This study was designed to examine metabolic and hormonal effects of long-term exercise in healthy subjects and insulin-dependent (type I) diabetic patients.
Two studies were performed. First, 16 healthy males (32 ± 3 yr) were studied during a semitriathlon competition (2 km swimming, 90 km biking, and 21 km running). Second, 9 type I diabetic males (41 ± 2 yr) and 17 healthy matched control subjects were studied during a 75 km cross-country skiing race. Blood samples were taken before and immediately after exercise, and also during the ski race.
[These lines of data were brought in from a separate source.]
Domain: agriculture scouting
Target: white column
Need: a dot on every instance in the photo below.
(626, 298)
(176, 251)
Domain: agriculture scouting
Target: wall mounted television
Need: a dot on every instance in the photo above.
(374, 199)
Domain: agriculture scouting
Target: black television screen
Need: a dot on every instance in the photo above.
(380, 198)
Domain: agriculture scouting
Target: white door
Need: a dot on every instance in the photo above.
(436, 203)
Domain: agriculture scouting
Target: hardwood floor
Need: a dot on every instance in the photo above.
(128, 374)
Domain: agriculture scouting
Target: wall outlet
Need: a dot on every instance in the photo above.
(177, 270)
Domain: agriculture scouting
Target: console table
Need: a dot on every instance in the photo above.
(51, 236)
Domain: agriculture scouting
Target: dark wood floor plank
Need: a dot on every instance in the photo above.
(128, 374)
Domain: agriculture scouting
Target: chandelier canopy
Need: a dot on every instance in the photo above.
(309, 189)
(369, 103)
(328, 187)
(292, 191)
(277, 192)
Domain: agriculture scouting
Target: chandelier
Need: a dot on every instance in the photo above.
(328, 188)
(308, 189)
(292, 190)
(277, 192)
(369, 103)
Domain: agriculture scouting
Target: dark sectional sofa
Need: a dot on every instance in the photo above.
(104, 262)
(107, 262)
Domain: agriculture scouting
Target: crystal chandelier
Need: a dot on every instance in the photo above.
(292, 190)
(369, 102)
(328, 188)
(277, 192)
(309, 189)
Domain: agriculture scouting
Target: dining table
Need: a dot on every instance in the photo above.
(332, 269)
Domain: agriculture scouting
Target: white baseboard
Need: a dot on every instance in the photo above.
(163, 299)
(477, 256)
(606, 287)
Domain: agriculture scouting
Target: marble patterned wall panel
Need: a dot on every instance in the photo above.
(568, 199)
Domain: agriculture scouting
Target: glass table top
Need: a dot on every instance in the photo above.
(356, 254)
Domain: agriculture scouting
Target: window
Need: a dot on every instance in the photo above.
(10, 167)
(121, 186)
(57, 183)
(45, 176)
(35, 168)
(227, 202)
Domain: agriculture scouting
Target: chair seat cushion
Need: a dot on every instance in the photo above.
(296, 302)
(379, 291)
During the semitriathlon race, serum insulin, C-peptide, glucagon cortisol, growth hormone ACTH, prolactin, and plasma renin activity increased two- to ninefold, whereas serum testosterone fell. Apart from a fall in magnesium, serum electrolyte concentrations remained unchanged. Before long-term skiing, patients reduced their insulin dose by 30–40%. They were hyperglycemic during the initial part of the race, but near normoglycemic thereafter. There were large interindividual variations in the increments of counterregulatory hormones, whereas serum testosterone and luteinizing hormone fell quite uniformly. Plasma renin activity and aldosterone concentrations rose similarly in diabetic and healthy subjects, whereas the rise in antidiuretic hormone was slightly greater in diabetic patients. During the initial part of the race, serum atrial natriuretic peptide fell in both groups.
Severalfold increments in hormone concentrations contribute to the maintenance of fuel and fluid homeostasis during long-term exercise. With an appropriate adjustment of insulin dose and diet, also type I diabetic patients can participate in competitive long-term exercise.